Однажды, проезжая на каком – то виде общественного транспорта в районе Крымского моста и Центрального парка культуры и отдыха имени М. Горького, я увидел невысокое здание, на фасаде которого красовались большие буквы золотистого цвета: Московский институт цветных металлов и золота имени М. И. Калинина. Надпись произвела на меня большое впечатление, поспособствовав в скором времени моему выбору места дальнейшей учёбы. Вроде бы вполне престижное на первый взгляд. Что же до процентной нормы, то никакой информации на этот счёт у меня не было, поскольку на фасаде здания сведения о её наличии или отсутствия, само собою, не фигурировали. Стало быть, оставалось только надеяться, что проклятая антисемитская процентовка не затаилась где-то внутри здания с буквами золотистого цвета на фасаде. Приходилось рисковать. И я, как оказалось, действительно здорово рисковал, вот только дело было совсем не в процентной норме, а в льготах для некоторых категорий абитуриентов и в отсутствии в моём распоряжении этой самой руки – «большой и волосатой». Впрочем, об этом несколько позже.

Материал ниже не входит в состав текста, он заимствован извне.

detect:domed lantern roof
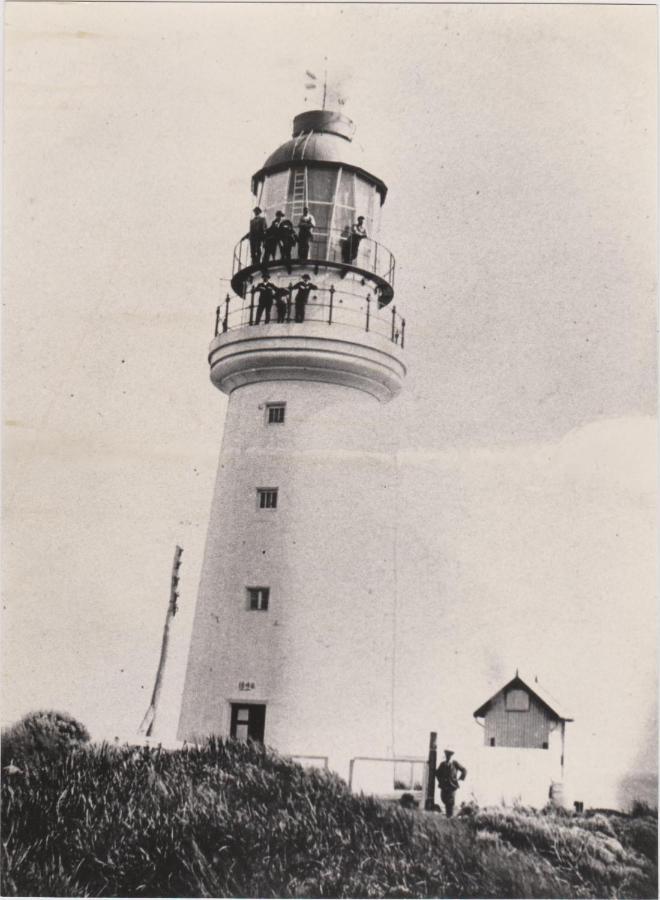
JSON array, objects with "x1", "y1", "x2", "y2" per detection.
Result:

И вот пришла пора выпускных экзаменов в школе. Помнится, их было целых девять. Все девять я сдал вполне успешно, преимущественно на отлично. По устной математике мне поставили пять, а по письменной и устной литературе (сочинение) твёрдую четвёрку и пятёрку. Экзамены по общей истории и истории СССР, физике и химии также были сданы мной на отлично, а письменная математика и немецкий язык, кажется, на хорошо. В итоге в аттестате зрелости у меня стояли девять пятёрок и пять четвёрок. Четвёрки были по письменной литературе и немецкому языку, а также по трём математическим предметам: алгебре, геометрии и тригонометрии. Четвёрка по алгебре появилась в аттестате несмотря на отличную оценку на экзамене по устной математике: дело в том, что ни в одной из учебных четвертей у меня не было ни одной пятёрки по этому предмету. Как и ожидалось, серебряной медали я не удостоился. Но претензий к школьным учителям у меня не было – сколько заработал, столько и получил. Естественно, никто меня на медаль не тащил.